To explore whether ERG promoter and +85 stem cell enhancer accessibility in AML samples was informative for more than ERG expression, we performed a PCA of the combined transcriptomes of 25 AML samples and CD34⁺ HSPCs from 5 controls (Figure 4D). Significantly, the resemblance of the global AML transcriptome to that of CD34⁺ HSPCs progressively diminished as their epigenetic identity at the ERG locus diverged. In particular, samples in the green group, which lack activity at the ERG promoters and +85 stem cell enhancer, had the most divergent global expression profile to normal CD34⁺ HSPCs. This association was further clarified using an independent dataset of highly purified normal BM blood stem/progenitor cell fractions obtained from Gentles et al¹⁶  (supplemental Figure 4; supplemental Experimental Procedures).

The ability of sorted CD34^+/–, CD38^+/– AML cell fractions to initiate leukemia in NOD/SCID mice goes beyond surface expression of these stem/progenitor markers and relates more to a shared LSC signature.³  We performed a PCA overlapping the global gene expression profiles of our AML samples with those of NOD/SCID engrafting and nonengrafting AML cell fractions (CD34^+/–, CD38^+/–; Figure 4E). Significantly, the transcriptomes of the green group, which were most divergent from normal CD34⁺ HSPCs, were also farthest from the NOD/SCID–engrafting LSC transcriptomes and more closely related to those of the nonengrafting set. To validate the location of the data points in the PCA and to assess the significance of distances between groups, we performed a bootstrap analysis where we randomly assigned samples to different groups and quantified the distance between red/yellow/blue/green AML groups and NOD/SCID engraftment/nonengraftment groups. Observed distances between the red group and NOD/SCID engrafters and that of the green group and NOD/SCID nonengrafters were significantly smaller than the mean distances by bootstrap analysis (P < .01; see supplemental Experimental Procedures).
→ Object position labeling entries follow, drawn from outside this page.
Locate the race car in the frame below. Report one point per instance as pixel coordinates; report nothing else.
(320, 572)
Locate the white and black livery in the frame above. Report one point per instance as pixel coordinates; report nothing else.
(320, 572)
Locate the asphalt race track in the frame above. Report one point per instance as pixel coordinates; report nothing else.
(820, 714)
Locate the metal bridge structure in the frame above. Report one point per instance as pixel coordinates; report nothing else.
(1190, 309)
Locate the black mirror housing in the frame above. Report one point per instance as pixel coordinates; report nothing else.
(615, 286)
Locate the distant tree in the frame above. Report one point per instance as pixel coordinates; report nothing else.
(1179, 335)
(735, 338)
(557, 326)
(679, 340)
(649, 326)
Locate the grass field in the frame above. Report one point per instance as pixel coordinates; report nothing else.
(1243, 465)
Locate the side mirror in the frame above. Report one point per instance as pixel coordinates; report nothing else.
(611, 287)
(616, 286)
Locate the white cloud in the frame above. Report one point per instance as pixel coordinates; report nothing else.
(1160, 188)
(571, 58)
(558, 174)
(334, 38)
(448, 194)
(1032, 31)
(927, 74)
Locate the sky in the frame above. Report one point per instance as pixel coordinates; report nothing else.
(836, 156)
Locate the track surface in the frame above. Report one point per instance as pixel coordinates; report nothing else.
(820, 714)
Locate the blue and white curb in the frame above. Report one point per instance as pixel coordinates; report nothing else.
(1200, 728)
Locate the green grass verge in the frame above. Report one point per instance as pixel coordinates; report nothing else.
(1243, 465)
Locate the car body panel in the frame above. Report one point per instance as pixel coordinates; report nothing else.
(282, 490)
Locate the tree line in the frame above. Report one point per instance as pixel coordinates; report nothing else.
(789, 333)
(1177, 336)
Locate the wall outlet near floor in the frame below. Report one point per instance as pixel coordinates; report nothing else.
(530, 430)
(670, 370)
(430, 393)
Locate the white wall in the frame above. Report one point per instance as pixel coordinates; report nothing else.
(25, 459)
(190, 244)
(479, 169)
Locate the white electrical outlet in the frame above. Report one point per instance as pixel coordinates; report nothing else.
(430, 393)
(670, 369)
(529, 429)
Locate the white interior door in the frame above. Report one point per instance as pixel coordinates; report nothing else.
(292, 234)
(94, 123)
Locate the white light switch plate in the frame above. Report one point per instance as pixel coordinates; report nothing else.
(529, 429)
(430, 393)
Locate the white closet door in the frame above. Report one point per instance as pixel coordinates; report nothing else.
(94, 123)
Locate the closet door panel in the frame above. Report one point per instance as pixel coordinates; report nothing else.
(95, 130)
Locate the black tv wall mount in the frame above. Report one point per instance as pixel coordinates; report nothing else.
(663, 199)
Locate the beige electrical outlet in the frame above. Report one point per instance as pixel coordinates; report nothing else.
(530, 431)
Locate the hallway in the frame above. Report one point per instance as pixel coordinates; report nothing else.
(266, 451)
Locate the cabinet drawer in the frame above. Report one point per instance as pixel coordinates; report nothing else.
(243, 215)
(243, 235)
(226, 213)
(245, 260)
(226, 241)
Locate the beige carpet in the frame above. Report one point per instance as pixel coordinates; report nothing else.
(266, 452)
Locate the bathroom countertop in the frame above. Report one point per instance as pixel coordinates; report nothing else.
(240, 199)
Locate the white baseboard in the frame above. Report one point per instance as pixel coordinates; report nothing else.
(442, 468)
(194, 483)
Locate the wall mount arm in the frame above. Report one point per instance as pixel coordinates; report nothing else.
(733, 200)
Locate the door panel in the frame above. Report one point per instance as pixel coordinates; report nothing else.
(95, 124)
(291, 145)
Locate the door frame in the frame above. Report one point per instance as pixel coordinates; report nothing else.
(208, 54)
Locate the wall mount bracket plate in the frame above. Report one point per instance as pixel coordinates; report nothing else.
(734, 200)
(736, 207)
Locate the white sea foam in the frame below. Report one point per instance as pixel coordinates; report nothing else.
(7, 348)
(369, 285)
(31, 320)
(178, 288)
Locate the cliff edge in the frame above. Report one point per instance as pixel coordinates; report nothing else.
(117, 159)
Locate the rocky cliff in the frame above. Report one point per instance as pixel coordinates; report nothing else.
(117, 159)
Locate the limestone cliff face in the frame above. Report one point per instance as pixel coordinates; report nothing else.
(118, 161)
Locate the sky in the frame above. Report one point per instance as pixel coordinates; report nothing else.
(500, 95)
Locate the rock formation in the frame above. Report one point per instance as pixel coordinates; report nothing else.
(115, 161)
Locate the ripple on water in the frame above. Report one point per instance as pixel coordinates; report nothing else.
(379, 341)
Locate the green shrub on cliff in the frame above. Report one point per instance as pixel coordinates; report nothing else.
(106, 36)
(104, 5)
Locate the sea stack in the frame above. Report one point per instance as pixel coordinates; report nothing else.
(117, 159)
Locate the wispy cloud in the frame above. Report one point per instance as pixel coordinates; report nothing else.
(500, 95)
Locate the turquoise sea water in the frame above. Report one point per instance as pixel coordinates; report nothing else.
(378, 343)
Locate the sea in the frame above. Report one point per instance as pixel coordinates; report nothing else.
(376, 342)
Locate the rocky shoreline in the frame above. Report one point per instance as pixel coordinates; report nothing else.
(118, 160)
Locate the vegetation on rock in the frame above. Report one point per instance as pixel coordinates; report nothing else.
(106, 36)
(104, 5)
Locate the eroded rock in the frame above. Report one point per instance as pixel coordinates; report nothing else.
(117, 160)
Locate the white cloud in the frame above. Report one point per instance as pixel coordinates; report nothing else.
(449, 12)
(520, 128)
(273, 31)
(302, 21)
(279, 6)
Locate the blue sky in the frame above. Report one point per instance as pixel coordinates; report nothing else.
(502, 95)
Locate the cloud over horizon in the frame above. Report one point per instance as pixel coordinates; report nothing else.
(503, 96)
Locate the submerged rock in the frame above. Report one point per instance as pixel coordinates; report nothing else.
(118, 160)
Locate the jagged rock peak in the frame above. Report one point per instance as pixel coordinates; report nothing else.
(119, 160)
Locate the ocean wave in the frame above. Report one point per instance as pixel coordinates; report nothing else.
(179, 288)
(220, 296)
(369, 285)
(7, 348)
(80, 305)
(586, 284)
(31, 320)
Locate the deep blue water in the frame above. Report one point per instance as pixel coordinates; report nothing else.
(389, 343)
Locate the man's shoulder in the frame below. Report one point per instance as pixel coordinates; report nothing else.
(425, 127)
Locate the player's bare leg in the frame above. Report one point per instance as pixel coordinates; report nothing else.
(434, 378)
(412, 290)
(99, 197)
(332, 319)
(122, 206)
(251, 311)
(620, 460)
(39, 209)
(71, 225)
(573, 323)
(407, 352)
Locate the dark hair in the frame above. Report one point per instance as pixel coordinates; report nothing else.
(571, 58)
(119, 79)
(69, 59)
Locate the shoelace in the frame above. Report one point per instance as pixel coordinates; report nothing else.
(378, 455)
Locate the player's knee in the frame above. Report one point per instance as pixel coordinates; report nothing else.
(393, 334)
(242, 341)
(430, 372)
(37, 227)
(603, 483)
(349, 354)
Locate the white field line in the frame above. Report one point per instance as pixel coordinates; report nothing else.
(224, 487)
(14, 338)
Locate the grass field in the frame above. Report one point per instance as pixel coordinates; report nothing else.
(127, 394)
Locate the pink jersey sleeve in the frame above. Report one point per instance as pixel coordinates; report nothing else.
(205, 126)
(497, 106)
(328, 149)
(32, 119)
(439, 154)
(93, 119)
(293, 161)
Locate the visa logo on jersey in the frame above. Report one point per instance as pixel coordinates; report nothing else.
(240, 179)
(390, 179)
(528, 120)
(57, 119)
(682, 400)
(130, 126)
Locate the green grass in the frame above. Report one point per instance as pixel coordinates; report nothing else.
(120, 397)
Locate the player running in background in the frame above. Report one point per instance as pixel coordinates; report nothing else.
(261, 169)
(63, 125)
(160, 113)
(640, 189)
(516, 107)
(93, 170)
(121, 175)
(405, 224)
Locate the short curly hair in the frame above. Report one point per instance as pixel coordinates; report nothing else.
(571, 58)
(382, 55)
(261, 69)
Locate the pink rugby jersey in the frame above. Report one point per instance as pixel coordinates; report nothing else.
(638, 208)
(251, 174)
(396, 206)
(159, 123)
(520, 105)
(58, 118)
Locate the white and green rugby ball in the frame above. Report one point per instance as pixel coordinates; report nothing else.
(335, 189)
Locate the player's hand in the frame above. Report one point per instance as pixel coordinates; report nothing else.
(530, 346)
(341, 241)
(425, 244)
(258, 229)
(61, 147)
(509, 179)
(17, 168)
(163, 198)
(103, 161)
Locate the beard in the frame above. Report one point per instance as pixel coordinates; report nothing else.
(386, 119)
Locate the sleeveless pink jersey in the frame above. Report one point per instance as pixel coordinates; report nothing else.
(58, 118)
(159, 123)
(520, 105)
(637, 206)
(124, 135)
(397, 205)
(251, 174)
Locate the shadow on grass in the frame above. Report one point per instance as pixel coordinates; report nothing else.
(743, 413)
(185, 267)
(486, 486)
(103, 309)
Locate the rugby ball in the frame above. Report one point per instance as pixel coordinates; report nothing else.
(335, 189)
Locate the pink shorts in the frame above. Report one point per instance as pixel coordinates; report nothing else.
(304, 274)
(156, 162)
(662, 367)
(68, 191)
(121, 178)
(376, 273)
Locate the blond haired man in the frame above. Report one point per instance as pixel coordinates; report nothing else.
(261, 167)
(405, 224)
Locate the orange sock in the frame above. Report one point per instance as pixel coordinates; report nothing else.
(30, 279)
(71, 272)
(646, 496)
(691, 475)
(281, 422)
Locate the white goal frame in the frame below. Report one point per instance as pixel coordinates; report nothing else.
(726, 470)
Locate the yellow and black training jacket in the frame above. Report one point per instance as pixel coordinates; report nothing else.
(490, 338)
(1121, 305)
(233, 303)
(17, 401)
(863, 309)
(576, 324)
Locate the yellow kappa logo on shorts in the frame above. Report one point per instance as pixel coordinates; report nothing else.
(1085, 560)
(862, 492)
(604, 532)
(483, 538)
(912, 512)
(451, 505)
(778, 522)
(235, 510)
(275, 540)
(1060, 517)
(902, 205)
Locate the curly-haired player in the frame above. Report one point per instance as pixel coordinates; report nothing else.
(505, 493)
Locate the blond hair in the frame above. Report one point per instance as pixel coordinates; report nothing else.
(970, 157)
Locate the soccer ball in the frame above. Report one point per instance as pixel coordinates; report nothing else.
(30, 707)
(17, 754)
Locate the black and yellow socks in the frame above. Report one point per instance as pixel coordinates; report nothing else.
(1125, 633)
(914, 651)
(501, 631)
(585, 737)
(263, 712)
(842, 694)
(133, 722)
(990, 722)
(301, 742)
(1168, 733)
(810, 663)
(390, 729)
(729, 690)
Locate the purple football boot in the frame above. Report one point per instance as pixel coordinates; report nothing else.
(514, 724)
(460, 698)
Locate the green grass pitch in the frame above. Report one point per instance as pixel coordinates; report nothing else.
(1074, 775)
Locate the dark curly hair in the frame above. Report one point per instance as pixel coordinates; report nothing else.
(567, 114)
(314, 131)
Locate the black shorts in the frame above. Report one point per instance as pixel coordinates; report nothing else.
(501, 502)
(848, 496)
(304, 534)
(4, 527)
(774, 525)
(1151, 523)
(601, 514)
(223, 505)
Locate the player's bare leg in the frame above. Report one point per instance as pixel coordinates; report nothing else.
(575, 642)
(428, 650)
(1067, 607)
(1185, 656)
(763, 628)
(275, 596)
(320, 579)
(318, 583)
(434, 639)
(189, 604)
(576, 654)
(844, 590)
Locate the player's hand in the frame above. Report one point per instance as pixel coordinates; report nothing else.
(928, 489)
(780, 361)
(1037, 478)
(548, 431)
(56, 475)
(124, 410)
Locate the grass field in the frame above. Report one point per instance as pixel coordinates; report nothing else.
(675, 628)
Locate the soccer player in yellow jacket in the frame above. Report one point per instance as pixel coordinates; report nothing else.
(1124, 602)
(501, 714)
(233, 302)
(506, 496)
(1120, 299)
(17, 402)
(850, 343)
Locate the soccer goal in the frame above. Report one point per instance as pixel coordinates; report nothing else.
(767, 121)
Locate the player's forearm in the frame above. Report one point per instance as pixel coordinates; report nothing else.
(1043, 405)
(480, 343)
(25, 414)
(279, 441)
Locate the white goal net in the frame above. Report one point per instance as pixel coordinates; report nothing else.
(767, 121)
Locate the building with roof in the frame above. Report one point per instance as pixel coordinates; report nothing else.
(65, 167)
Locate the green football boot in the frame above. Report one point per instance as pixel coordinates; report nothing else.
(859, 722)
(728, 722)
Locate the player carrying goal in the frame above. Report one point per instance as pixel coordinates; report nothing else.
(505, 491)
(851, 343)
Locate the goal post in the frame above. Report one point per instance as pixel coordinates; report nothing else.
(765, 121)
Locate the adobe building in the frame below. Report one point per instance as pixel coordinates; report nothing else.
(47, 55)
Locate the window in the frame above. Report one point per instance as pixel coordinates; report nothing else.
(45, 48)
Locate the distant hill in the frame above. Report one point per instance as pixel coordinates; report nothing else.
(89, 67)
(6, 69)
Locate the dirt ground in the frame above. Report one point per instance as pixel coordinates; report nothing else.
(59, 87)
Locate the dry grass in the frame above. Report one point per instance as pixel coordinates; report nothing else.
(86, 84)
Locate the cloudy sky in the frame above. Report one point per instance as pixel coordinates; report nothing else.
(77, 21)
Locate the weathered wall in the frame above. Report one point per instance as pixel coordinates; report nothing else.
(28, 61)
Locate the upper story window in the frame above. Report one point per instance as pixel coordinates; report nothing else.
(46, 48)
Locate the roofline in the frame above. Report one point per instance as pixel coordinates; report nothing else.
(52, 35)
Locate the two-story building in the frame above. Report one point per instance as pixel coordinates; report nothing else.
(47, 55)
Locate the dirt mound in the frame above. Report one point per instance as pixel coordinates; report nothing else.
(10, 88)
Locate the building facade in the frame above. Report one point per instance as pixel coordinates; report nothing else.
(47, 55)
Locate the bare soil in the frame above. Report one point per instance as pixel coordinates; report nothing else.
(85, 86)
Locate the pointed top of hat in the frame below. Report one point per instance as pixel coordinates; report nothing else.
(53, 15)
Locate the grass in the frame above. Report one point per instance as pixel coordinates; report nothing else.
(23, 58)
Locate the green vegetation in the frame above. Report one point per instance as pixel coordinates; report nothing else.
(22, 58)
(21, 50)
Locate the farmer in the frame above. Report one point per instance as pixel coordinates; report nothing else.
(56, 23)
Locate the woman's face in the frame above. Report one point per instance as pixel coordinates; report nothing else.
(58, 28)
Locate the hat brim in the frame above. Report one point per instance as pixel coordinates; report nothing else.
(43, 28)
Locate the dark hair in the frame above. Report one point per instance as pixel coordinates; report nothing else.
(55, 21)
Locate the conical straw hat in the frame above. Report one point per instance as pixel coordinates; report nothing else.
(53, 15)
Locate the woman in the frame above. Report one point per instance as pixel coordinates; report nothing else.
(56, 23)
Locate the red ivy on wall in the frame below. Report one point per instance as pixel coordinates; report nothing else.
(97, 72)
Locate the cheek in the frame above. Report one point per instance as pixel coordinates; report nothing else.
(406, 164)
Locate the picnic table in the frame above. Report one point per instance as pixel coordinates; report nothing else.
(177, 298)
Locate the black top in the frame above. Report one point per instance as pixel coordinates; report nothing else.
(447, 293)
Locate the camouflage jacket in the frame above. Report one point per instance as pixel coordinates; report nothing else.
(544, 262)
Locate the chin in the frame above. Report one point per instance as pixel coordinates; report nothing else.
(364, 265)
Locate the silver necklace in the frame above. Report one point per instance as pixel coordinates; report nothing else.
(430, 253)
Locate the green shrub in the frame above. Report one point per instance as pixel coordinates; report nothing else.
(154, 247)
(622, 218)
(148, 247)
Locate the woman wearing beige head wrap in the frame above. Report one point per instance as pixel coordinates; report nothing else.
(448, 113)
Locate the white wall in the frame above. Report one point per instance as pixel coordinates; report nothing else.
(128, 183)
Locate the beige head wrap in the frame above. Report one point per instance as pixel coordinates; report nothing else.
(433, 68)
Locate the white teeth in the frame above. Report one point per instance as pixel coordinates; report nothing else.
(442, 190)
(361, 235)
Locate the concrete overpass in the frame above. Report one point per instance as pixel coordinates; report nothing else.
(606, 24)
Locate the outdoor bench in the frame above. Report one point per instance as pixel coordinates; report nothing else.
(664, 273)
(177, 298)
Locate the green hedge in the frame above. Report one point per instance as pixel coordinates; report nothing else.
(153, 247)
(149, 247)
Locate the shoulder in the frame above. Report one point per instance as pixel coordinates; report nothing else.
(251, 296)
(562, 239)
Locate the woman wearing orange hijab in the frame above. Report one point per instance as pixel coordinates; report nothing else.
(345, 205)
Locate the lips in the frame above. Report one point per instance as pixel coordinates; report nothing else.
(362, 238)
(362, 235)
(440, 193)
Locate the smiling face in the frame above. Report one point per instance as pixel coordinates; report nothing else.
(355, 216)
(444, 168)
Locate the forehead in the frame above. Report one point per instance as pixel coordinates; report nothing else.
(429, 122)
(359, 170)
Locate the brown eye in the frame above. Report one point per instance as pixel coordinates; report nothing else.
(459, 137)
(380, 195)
This association was further clarified using an independent dataset of highly purified AML cells obtained from Gentles et al¹⁶  (supplemental Figure 5; supplemental Experimental Procedures).

The list of genes, which contributed to the first principal component in Figure 4D, was arranged in descending order of significance and a P-SCE-sig was constructed using the top 100 probes/84 genes (see supplemental Table 2, supplemental Figure 6, and supplemental Experimental Procedures). The P-SCE-sig was applied to the NOD/SCID–engrafting and –nonengrafting AML cell fractions and a second PCA was performed (supplemental Figure 7). This showed that the PCA derived from whole genome expression could be replicated using expression levels of the much smaller set of genes that comprise the P-SCE-Sig. The proximity of the data points in the PCA was again validated by bootstrap analysis against randomly selected gene sets (P < .01; see supplemental Experimental Procedures).

To test the clinical relevance of ERG promoter and +85 stem cell enhancer activity in AML, we first applied k-means clustering to separate a cohort of 161 CN-AML patients¹⁷  into 2 groups based on similarity to the P-SCE-Sig. We then evaluated OS and EFS of patients in each group. Indeed, the P-SCE-Sig was able to dichotomize this patient cohort into groups with significantly different survival characteristics (OS, P < .05 and EFS, P < .05; Figure 5A). Next we used a pattern-matching strategy (see supplemental Experimental Procedures) to match patients from this AML cohort with the cohort described in Figure 2, based on expression levels of genes in the P-SCE-Sig. Patients who shared a pattern with the red and yellow groups had a marginally worse OS (P = .0533) and significantly worse EFS (P < .001) than those with similarity to the green group (Figure 5B). The difference in EFS (P < .001) was maintained in patient groups even when the blue group was included in the clustering algorithm, but significance for OS was lost (P = .067; data not shown).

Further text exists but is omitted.